Oleh: Moh Hilal Imamuddin*
Sore itu, sehabis sholat Ashar, anak-anak SD Nahdlatul Ulama (SDNU) Sleman saling berjabat tangan. Jabat tangan dengan teman sekolah, juga jabat tangan dengan para guru. Tak lupa, jabat tangan dengan tukang kebun tak pernah ketinggalan. Sesuai jabat tangan itu, wali murid sudah menunggu di tempat parkir. Anak-anak bersegera bertemu orang tuanya, ada juga yang bersegera naik bus karena tidak sedikit yang jarak rumah dan sekolah itu jauh. Bus itu khusus untuk antar-jemput siswa dari Bantul yang berkumpul di Krapyak.
Isnaini Marzuki, salah satu guru SDNU, mengatakan bahwa SDNU selalu mengajak para muridnya untuk akrab dan peduli dengan sesama. Jabat tangan disertai ucapan “Assalamu’alaikum” selalu dibiasakan setiap saat. Anak-anak diajarkan untuk akrab dan hangat dengan sesamanya. Dengan ucapan salam itu, anak-anak juga selalu diajari untuk menebarkan kedamaian dan kasih sayang. Iya, jabat tangan itulah yang selalu dimaknai untuk membekali anak-anak, sehingga kelak mereka terus bisa berjabat tangan kepada siapapun, untuk saling berbagi damai dan kasih sayang.
“SDNU mengajari semua satuan pendidikan untuk saling menghargai, saling akrab. Saya sebagai guru merasakan itu. Saya ajak murid-murid untuk saling akrab, karena dari akrab itulah kita bisa saling berbagi dan membantu,” tegas Marzuki yang menjadi guru kelas 3.

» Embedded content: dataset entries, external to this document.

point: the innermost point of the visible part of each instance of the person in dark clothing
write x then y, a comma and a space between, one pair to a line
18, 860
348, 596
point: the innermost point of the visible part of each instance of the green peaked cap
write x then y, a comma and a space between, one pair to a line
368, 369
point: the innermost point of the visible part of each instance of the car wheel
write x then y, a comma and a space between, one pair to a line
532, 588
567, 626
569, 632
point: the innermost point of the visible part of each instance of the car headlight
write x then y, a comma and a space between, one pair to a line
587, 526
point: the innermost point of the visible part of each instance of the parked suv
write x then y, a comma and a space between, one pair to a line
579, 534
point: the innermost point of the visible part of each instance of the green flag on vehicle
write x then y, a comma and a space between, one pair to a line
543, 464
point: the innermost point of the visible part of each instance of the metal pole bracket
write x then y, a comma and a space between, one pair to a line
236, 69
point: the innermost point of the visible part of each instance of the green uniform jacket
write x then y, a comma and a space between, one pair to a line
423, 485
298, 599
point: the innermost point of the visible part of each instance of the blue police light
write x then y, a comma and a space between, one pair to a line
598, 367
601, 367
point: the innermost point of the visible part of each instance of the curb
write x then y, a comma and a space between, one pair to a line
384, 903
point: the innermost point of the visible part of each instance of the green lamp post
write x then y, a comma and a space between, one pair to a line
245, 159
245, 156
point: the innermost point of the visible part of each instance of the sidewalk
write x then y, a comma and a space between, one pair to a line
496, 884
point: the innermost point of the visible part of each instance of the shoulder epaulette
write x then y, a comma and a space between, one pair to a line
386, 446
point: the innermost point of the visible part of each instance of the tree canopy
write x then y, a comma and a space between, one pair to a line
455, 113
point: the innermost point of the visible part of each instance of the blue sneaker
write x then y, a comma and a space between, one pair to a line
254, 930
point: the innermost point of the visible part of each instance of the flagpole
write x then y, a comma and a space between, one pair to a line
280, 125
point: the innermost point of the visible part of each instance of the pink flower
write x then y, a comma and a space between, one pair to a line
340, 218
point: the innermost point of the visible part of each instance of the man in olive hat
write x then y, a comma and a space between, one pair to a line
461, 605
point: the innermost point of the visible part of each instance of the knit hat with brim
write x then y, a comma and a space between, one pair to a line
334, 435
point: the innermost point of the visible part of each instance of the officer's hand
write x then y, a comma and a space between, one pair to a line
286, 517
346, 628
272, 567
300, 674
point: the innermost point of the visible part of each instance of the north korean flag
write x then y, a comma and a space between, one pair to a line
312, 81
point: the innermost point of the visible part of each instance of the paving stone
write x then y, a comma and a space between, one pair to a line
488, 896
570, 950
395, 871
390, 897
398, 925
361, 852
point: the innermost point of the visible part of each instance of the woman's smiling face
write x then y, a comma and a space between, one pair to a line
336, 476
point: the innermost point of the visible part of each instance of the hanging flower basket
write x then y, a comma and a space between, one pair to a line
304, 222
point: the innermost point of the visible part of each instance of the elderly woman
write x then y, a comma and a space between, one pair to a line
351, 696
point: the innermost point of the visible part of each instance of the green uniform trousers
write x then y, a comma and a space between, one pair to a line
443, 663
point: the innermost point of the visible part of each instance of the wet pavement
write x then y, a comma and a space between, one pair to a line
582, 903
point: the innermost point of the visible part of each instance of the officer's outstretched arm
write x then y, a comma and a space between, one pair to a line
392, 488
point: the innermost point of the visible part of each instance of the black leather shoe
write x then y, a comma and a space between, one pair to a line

Keakraban dan kehangatan antar siswa ini dirasakan oleh Ulil Albab, siswa kelas 6 asal Sleman. Memasuki kelas 6 ini, Ulil merasakan betul arti persahabatan dan kehangatan yang ia jalani sepanjang belajar. Karena sudah kelas 6, Ulil merasa sedih karena harus meninggalkan suasana kehangatan di sekolah. Walaupun ia bertekad akan mengamalkan apa yang didapatkan dari SDNU untuk bekal belajar di jenjang berikutnya.
Kehangatan dan keakraban ini dirajut sedemikian rupa oleh satuan pendidikan SDNU. Ini semua terinspirasi dari para pendiri SDNU. Mereka adalah KH Asyhari Abta, KH Syakir Ali, Prof. Moh Maksum, Prof. Yudian Wahyudi, Prof. Rochmat Wahab, Prof. Purwo Santoso, dan Prof Nizar Ali. SDNU sendiri berdiri pada 29 Mei 2009. Para kyai dan profesor ini memberikan pondasi pembelajaran bagi siswa SDNU.
“Para kyai dan profesor ini selalu menjadi inspirasi bagi SDNU. Mereka tak pernah bosan dan lalai untuk memberikan nasehat dan motivasi bagi pengelola SDNU. Mereka juga selalu mendoakan para siswa SDNU agar selalu diberikan kemudahan dan kelancaran dalam belajar. Kehangatan dan keakraban orang tua ini yang menjadi spirit bagi para guru untuk terus berjuang mengembangkan pendidikan SDNU,” tegas Fauzan, Kepala SDNU.
Fauzan juga menegaskan bahwa kehangatan para siswa ini kemudian mewujud dalam keseharian mereka di rumah. Bersama orang tuanya, anak-anak SDNU selalu hangat dengan orang tuanya, sehingga orang tua begitu senang dengan perkembangan belajar anak-anak.
“Anak-anak hari ini seringkali kehilangan kehangatan dalam keluarga dan sekolah. Mereka bisa jadi mempunyai kecukupan harta, tetapi sekolah dan keluarga terasa hambar. Anak-anak yang berada di tengah suasana demikian biasanya sangat susah dalam belajar, gampang stress, dan begitu manja hidupnya. Ini yang selalu ditegaskan para kyai dan profesor agar kami yang selalu di SDNU bisa memberikan warna dan nuansa baru bagi para siswa,” lanjut Fauzan.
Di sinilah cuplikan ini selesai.